Law as a Coercive Order 

The coercive order is independent of law. I have the legal right to tell Mike Tyson he is totes gay & desperately wants to suck me off. Sadly, the coercive order which obtains has him punching off my fucking head if I try to exercise my right. 

Kelsen viewed law as a coercive order of human behavior. 

Did it stop the 'Night of the Long Knives'? No. Kelsen was clearly wrong. No wonder he couldn't get an Academic appointment when he first moved to the US. 

Laws "command a certain human behavior by attaching a coercive act to the opposite behavior."

No. Those with the means of coercion command. My infant son used to beat the fuck out of me till I surrendered the TV remote to him so he could watch Tellytubbies. The odd thing was, he got me to clean up after myself and even do some cooking and cleaning. He didn't like his Mum having to act like my unpaid servant. 

He disagreed, however, with the belief of John Austin, who

lived in a nice country where the 'Crown in Parliament' saw Justice as a service industry whose aim was utility- nothing more, save in egregious cases of repugnancy. 

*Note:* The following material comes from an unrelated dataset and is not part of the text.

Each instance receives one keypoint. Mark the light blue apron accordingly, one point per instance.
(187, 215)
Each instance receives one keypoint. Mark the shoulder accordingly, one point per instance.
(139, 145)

 posited laws to be "a species of commands,"" since a command "is essentially a willing and its expression," 

or baby beating me or  biting my nose till I changed the channel to 'Tellytubbies'. But, at a later point, even the neighbour's cat could get me to watch 'Aristocats' for the umpteenth time instead of 'Fist of Fury'. I'm lying. It is 'Pyaasa' that I watch continually. 

and because it is doubtful whether some laws embody the true will of anyone."

There can be no doubt that, if everybody wants 'representative government', they go along with whatever legislative compromise proves 'incentive compatible'. 

 Many legislators enact laws without understanding them, let alone willing them.

They 'meta-will' them- i.e. will to will whatever results from some legislative process. But 'meta-will' is just 'will'. 

 Kelsen preferred to describe laws as norms or rules "stating that an individual ought to behave in a certain way, but not asserting that such behavior is the actual will of anyone."

In Civil Law, this may seem to be the case- e.g the conduct of a bonus paterfamilias with respect to culpa levis in abstracto. But, Hohfeld shows us the proper way to understand tort actions of this type. Essentially, you have an immunity if you show that your conduct was such as a person of the highest diligence would have exhibited in defending his own interest albeit it was a third party who was affected. 

Hohfeld was the only jurist of the previous century who wasn't pants. Add in Coase's theorem & Myerson type incentive compatibility & ...what? We are back where we started- which is a good way to be if the alternative is being stuck up our own assholes.